One area that should be watched closely is any move to change last year's work-for-the-dole scheme, the policy that characterised Winston Peters' final Budget and was the brainchild of single-issue Employment Minister Peter McCardle.
Certainly benefit numbers have declined since the policy was introduced, but the long-term effects of the scheme are yet to be assessed.
Did it do more than provide cheap labour for work that might otherwise have cost central and local government?
Was it a helping hand or an impediment to those seeking permanent paid employment?
The answer will be in the Budget-night figures.
More funding and an expansion of the scheme will be a vote of confidence; no increase, or a reduced allocation, will signal that the scheme has passed its political use-by date.
If last year's Budget was about moving people from welfare to work, this year's will focus on improving the lot of those in work or upskilling.
"Investing in the next generation," as the Budget slogan runs, will be manifested in a large number of small, targeted initiatives for education, technology in schools and plans to better link education, science and research.
Large wads of cash for health and education will not be a feature.
They had their fill in the last two Budgets and, if you believe the Government, new delivery systems can better target funds to need and to outcomes.
Moreover, the Budget will not be expansionary.
Extra spending is set to fall short of the coalition Government's original $5 billion limit by some $800 million.
Broad parameters for this year's spending were set back in October at a Premier House meeting and fleshed out in the December economic and fiscal update and the concurrent Budget policy statement.
At that time the economy was still reeling from the Asian crisis and the drought.
Then the Government was facing three consecutive deficits and little chance of credible tax cuts.
Now the economic bounce-back is there for all to see.
Forecast deficits have evaporated - it would be a real surprise if Birch doesn't forecast a surplus for the 1999-2000 year - and the Government may well signal a possible tax cut during the next three years.
Whether it can depends on the surplus buffer the Government has set itself, currently 1.5 to 2 per cent of GDP.

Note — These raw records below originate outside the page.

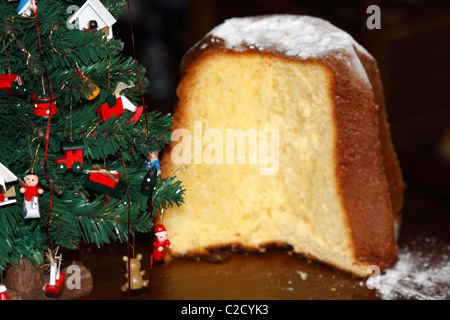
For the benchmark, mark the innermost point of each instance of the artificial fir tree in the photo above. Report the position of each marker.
(80, 72)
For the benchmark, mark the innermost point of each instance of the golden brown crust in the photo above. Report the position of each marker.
(368, 172)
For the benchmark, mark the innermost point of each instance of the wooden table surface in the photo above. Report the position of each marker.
(422, 272)
(274, 275)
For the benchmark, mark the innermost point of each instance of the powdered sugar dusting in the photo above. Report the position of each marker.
(298, 36)
(419, 274)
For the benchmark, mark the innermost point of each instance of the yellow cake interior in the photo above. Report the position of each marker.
(298, 202)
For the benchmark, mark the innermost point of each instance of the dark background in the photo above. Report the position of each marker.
(412, 49)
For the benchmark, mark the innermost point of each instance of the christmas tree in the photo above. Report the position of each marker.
(75, 128)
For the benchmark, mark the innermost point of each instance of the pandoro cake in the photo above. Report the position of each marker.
(282, 123)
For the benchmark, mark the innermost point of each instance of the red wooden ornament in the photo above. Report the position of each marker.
(3, 294)
(12, 84)
(44, 104)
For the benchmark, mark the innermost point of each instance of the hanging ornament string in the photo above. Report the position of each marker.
(146, 122)
(47, 136)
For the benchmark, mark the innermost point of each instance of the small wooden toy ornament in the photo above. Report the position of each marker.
(135, 273)
(44, 104)
(31, 193)
(57, 277)
(12, 84)
(73, 156)
(161, 241)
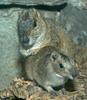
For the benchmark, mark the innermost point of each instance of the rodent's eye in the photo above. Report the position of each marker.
(54, 57)
(61, 65)
(24, 39)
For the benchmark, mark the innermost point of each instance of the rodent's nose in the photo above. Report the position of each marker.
(74, 73)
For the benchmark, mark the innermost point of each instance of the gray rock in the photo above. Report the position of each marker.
(74, 22)
(9, 55)
(78, 3)
(32, 2)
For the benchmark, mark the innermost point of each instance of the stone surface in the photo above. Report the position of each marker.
(9, 55)
(74, 21)
(32, 2)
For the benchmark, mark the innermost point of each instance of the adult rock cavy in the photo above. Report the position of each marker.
(49, 68)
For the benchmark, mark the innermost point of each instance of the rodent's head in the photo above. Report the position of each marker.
(63, 65)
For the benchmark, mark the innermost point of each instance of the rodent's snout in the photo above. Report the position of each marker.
(73, 73)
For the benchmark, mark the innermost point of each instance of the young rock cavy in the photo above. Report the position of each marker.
(49, 68)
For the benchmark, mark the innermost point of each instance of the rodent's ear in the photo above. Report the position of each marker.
(72, 61)
(54, 56)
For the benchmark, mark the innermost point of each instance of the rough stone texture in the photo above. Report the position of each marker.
(74, 21)
(9, 67)
(32, 2)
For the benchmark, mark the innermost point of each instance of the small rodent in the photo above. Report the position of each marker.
(34, 32)
(49, 68)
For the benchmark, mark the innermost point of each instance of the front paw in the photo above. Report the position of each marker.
(54, 93)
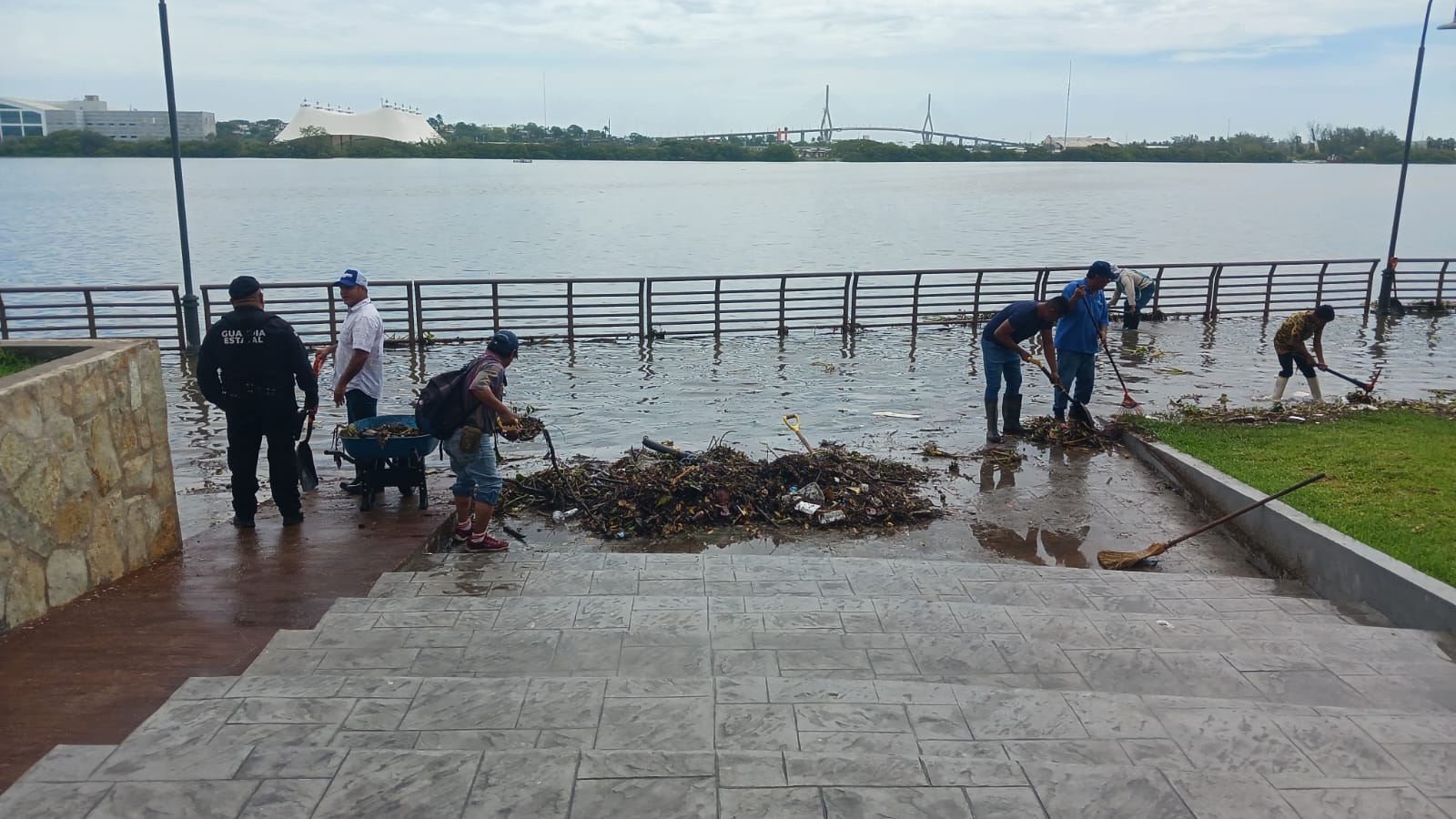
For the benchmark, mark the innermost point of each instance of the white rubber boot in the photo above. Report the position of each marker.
(1279, 389)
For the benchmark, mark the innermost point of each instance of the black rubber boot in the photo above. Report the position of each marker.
(1011, 416)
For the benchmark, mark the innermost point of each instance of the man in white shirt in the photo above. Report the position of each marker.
(359, 356)
(1138, 288)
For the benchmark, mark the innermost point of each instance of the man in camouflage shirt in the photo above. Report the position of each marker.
(1289, 346)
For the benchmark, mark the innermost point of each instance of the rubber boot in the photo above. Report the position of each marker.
(1279, 389)
(1011, 416)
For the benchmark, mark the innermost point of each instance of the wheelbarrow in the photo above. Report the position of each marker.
(393, 460)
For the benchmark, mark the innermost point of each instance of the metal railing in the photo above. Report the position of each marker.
(446, 309)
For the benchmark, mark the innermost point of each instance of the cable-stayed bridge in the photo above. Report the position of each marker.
(826, 131)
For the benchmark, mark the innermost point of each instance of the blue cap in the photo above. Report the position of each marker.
(504, 343)
(353, 278)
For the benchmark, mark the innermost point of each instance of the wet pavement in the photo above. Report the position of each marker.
(94, 669)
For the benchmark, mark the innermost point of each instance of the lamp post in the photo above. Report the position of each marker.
(1388, 274)
(191, 329)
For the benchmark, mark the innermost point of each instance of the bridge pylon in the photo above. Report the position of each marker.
(826, 121)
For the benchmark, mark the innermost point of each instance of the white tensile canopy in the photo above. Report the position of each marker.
(385, 123)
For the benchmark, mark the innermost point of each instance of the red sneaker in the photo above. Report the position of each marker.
(484, 542)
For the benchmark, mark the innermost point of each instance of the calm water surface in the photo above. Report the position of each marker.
(114, 220)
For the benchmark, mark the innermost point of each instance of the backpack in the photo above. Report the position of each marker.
(446, 402)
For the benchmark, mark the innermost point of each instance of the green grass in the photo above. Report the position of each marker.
(11, 363)
(1390, 475)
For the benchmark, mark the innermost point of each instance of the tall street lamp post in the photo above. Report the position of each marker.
(1388, 274)
(189, 324)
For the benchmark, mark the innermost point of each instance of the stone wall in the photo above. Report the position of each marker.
(86, 489)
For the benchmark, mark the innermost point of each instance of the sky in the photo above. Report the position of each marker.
(999, 69)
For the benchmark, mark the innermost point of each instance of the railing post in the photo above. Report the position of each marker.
(91, 312)
(1210, 307)
(571, 315)
(177, 309)
(1370, 286)
(645, 307)
(495, 305)
(1269, 288)
(784, 288)
(915, 303)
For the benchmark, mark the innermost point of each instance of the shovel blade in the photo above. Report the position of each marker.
(308, 475)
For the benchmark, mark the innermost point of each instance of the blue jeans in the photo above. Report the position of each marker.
(1077, 372)
(475, 472)
(999, 363)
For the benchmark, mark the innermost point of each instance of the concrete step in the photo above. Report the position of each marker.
(1176, 763)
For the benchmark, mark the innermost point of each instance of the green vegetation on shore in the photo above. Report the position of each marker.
(1390, 474)
(12, 363)
(468, 140)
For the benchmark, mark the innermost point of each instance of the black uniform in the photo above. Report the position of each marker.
(248, 365)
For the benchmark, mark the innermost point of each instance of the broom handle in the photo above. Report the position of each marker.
(1256, 504)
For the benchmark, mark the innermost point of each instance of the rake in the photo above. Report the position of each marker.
(1128, 560)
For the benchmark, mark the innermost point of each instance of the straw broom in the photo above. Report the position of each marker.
(1128, 560)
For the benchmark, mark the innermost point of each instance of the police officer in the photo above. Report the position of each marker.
(248, 365)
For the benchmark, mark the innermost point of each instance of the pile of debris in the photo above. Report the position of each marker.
(652, 494)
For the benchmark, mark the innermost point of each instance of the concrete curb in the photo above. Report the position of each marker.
(1339, 567)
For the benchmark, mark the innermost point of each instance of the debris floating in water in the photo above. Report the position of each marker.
(652, 494)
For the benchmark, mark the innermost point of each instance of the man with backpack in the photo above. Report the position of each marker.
(470, 443)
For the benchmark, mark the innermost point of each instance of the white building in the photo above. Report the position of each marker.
(36, 118)
(386, 123)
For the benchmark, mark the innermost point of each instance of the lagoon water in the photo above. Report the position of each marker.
(114, 220)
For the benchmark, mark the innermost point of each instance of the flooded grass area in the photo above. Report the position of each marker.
(1390, 474)
(1055, 506)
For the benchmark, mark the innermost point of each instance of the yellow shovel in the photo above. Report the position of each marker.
(793, 421)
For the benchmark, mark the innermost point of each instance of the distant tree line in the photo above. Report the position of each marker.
(468, 140)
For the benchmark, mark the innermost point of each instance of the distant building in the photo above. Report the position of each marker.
(386, 123)
(38, 118)
(1063, 143)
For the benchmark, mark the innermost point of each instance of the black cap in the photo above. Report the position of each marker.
(242, 288)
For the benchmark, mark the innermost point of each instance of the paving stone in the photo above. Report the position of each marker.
(535, 784)
(771, 804)
(662, 724)
(284, 799)
(191, 800)
(1111, 793)
(46, 800)
(1005, 804)
(635, 763)
(453, 704)
(1235, 742)
(682, 797)
(1229, 796)
(1363, 802)
(902, 804)
(1018, 714)
(854, 770)
(756, 727)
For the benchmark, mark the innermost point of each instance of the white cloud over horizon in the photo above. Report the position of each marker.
(1143, 69)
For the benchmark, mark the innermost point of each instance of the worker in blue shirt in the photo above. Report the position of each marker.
(1079, 332)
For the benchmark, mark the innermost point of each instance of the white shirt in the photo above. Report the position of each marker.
(363, 329)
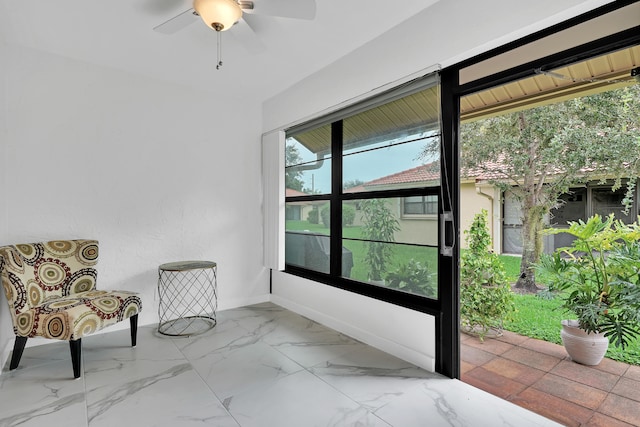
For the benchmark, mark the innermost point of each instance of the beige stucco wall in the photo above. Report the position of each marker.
(472, 202)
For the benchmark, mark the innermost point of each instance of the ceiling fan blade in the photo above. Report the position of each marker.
(243, 32)
(299, 9)
(177, 23)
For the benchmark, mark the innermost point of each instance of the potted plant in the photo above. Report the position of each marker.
(486, 299)
(598, 280)
(379, 227)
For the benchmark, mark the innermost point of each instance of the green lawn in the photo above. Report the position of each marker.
(534, 317)
(540, 318)
(401, 253)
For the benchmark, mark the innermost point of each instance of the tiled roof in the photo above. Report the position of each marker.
(290, 192)
(422, 173)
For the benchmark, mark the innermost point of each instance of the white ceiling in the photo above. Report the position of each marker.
(119, 34)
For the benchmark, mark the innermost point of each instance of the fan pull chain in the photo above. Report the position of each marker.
(219, 50)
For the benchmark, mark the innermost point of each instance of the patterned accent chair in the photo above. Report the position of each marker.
(51, 291)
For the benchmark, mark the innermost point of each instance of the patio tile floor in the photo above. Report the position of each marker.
(541, 377)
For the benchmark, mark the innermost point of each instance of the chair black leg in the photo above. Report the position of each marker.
(134, 329)
(18, 348)
(76, 354)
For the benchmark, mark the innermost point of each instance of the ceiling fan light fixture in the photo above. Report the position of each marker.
(218, 14)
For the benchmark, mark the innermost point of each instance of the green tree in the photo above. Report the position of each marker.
(379, 226)
(352, 183)
(292, 177)
(538, 154)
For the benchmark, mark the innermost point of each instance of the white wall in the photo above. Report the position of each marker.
(5, 319)
(155, 172)
(444, 34)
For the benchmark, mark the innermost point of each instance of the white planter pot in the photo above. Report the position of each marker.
(587, 349)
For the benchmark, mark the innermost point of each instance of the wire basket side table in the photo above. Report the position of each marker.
(188, 293)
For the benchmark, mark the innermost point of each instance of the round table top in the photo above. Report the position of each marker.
(187, 265)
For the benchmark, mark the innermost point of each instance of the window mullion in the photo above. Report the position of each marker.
(336, 200)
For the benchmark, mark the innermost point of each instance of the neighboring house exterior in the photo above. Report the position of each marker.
(477, 193)
(298, 211)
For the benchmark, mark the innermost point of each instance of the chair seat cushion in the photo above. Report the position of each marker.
(72, 317)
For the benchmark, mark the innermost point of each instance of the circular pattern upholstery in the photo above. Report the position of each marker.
(30, 253)
(35, 292)
(87, 254)
(60, 248)
(51, 273)
(106, 307)
(87, 324)
(57, 326)
(50, 288)
(24, 324)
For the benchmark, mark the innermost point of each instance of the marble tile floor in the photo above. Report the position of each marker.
(261, 366)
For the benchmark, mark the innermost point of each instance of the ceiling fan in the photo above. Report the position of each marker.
(222, 15)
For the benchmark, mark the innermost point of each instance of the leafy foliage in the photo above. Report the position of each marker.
(485, 296)
(348, 215)
(413, 277)
(598, 276)
(293, 177)
(314, 216)
(379, 226)
(534, 155)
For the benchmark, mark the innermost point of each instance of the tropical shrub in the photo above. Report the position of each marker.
(598, 276)
(486, 299)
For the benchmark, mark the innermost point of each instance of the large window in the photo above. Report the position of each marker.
(354, 180)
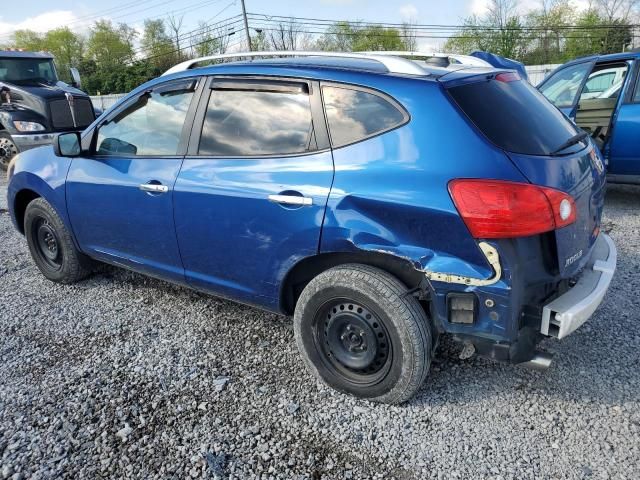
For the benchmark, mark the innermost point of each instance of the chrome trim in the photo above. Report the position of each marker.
(492, 256)
(291, 200)
(153, 188)
(569, 311)
(393, 64)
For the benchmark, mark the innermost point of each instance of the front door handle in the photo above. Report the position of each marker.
(297, 200)
(153, 188)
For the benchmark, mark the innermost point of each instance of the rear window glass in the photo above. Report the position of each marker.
(514, 116)
(354, 115)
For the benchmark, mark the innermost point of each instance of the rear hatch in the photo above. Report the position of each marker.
(544, 145)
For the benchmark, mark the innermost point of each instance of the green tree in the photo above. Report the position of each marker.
(375, 37)
(27, 40)
(67, 48)
(110, 46)
(158, 46)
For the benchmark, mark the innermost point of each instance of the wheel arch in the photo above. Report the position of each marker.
(308, 268)
(22, 199)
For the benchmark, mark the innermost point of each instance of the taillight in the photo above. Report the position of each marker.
(501, 209)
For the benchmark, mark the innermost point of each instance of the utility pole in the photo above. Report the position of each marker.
(246, 25)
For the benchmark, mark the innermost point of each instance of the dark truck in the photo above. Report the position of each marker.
(35, 104)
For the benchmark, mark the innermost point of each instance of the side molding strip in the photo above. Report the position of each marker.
(490, 253)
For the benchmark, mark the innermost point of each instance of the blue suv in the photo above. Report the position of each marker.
(380, 202)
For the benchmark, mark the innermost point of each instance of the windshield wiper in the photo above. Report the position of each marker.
(572, 141)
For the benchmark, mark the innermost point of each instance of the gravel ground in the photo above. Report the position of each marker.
(125, 376)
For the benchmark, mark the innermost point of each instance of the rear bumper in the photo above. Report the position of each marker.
(32, 140)
(569, 311)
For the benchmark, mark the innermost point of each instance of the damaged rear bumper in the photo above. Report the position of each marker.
(569, 311)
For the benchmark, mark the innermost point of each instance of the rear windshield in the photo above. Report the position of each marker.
(514, 116)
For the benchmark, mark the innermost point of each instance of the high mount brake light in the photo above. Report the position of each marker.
(502, 209)
(507, 77)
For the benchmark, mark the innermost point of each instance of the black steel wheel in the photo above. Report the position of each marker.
(8, 150)
(359, 332)
(51, 245)
(354, 341)
(47, 244)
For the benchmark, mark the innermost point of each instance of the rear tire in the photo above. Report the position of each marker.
(360, 333)
(8, 150)
(51, 245)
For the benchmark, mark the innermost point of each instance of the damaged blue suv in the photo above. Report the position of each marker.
(381, 202)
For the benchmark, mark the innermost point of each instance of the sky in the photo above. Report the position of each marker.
(43, 15)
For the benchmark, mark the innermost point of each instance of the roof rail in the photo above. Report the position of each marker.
(463, 59)
(393, 64)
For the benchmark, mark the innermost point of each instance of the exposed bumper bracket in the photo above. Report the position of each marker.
(490, 253)
(569, 311)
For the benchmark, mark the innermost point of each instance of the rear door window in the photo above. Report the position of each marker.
(257, 118)
(514, 115)
(355, 115)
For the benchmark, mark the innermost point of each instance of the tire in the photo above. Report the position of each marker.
(8, 150)
(51, 245)
(359, 333)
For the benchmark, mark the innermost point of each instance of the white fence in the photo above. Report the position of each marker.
(537, 73)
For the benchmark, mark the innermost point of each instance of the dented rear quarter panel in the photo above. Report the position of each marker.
(390, 194)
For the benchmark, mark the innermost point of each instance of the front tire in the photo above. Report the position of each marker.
(8, 150)
(51, 245)
(360, 333)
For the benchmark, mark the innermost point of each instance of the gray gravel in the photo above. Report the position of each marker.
(125, 376)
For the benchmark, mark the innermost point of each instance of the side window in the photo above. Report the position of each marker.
(562, 87)
(151, 126)
(252, 119)
(605, 82)
(354, 115)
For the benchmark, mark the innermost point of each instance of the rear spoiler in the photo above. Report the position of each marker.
(502, 62)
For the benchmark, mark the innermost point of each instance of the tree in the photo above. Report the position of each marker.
(157, 45)
(175, 26)
(110, 46)
(499, 31)
(27, 40)
(288, 36)
(67, 47)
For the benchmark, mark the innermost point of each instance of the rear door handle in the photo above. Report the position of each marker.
(291, 200)
(153, 188)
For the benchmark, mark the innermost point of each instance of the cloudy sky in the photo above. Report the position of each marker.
(43, 15)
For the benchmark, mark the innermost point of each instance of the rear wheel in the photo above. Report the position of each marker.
(8, 150)
(360, 333)
(51, 245)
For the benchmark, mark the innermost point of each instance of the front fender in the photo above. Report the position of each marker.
(43, 173)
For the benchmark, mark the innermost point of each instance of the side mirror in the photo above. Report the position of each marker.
(75, 76)
(67, 145)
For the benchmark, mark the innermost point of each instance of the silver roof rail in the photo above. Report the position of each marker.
(393, 64)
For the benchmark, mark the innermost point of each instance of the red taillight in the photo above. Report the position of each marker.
(507, 77)
(501, 209)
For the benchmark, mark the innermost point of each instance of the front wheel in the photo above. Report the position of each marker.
(51, 245)
(8, 150)
(360, 333)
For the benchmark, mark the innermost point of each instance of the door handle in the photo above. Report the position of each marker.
(153, 188)
(291, 200)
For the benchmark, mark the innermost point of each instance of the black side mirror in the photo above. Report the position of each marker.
(67, 145)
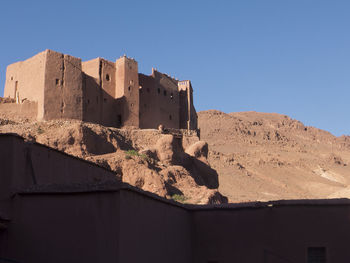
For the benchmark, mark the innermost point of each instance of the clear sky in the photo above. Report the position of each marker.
(286, 56)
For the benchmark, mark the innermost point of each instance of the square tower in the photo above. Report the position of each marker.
(127, 91)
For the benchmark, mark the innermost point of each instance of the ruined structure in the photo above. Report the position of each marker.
(99, 91)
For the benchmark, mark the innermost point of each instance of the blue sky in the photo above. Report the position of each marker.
(286, 56)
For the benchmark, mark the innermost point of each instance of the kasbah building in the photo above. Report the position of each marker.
(52, 209)
(115, 94)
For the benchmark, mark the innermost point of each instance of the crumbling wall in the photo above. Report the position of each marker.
(63, 87)
(27, 110)
(188, 114)
(159, 101)
(25, 80)
(127, 92)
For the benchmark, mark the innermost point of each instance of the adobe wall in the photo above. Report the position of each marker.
(63, 87)
(99, 92)
(120, 226)
(24, 111)
(188, 114)
(28, 77)
(153, 231)
(127, 92)
(159, 101)
(60, 228)
(35, 164)
(273, 235)
(92, 92)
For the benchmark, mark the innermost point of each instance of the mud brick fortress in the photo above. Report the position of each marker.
(52, 85)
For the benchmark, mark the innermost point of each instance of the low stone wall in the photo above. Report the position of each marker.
(26, 110)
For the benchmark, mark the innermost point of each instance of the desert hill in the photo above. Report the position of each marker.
(171, 167)
(263, 156)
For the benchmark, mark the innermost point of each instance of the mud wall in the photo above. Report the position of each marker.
(35, 164)
(159, 232)
(159, 101)
(27, 110)
(273, 235)
(119, 226)
(63, 228)
(63, 87)
(25, 80)
(127, 92)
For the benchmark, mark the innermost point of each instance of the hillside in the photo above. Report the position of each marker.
(263, 156)
(151, 160)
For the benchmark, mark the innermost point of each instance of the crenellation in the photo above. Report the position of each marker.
(100, 91)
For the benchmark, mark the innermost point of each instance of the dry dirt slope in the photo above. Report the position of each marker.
(262, 156)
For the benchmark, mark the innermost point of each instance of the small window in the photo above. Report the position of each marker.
(316, 255)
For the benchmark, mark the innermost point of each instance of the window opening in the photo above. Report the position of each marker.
(316, 255)
(119, 120)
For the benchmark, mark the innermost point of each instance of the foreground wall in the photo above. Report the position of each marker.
(272, 235)
(111, 226)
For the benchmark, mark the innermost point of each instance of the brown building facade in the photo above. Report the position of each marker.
(100, 91)
(57, 208)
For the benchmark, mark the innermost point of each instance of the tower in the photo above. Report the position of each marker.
(127, 91)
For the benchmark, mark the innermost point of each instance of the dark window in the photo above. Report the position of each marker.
(119, 120)
(316, 255)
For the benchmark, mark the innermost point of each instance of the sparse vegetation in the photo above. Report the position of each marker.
(40, 130)
(179, 198)
(130, 153)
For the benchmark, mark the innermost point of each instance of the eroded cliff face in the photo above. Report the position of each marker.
(167, 165)
(268, 156)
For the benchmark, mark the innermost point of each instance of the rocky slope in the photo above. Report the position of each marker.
(261, 156)
(149, 159)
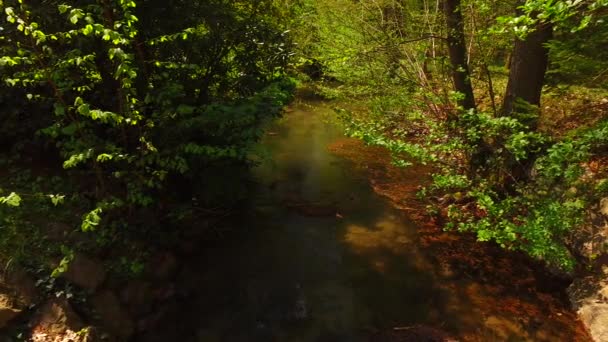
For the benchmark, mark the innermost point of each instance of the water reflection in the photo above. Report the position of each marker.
(323, 258)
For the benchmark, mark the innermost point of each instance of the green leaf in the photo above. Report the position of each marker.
(12, 200)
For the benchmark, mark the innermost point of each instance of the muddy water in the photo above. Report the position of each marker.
(322, 257)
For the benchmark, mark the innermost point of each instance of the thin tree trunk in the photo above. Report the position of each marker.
(458, 53)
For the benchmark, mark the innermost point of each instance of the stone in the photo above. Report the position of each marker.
(8, 309)
(589, 297)
(604, 206)
(164, 266)
(595, 318)
(138, 297)
(85, 272)
(20, 285)
(113, 317)
(17, 292)
(56, 317)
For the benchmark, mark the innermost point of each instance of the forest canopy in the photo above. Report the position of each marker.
(115, 111)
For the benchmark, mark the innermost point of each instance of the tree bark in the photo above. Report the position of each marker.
(458, 53)
(528, 66)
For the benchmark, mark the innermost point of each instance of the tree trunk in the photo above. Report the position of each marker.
(527, 71)
(458, 53)
(529, 61)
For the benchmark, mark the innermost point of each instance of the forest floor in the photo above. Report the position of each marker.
(499, 281)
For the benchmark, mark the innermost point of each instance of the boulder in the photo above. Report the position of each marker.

Indications are that as long as progress is being made towards its target of net debt at 15 per cent of GDP, cuts will be contemplated. (After the Contact Energy sale net debt will be down to about 22 per cent of GDP.)
But "progress" needs further definition.
A surplus of $1 billion is roughly equivalent to a neutral cash position (because the surplus contains retained earnings of state entities and other non-cash items).
So a surplus of more than $1 billion is needed before there is actually any debt reduction.
A growing economy can also lower the debt ratio without any debt actually being repaid, so it may be that the Government is looking at a combination of debt repayment and a growing economy as the conditions for future tax cuts.
Whatever the conditions, actual tax cuts announced in the Budget are likely to be limited to an end to stamp duty and a lowering, if not scrapping, of the broadcasting fee.
All in all, pre-Budget billing has tax cuts as a minor key.
Will the Budget be enough to lift the prospects of an accident-prone Government?
To some extent this comes back to the succession of Bill English and his ability to put National on the front foot.
If his more human face to economic policy is seen as only merely presentational, then maybe not.
If his brave attempt to brand National as a party of real social policy success and one that cares for families wins through, then he might be able to steal enough of Labour's traditional clothes to make a difference.
But there is still the fear on National's backbench that elections are won and lost on the amount parties promise to spend on social policy.
If that is the case, National has more to fear from the Alliance than from Labour's ascetic pledges.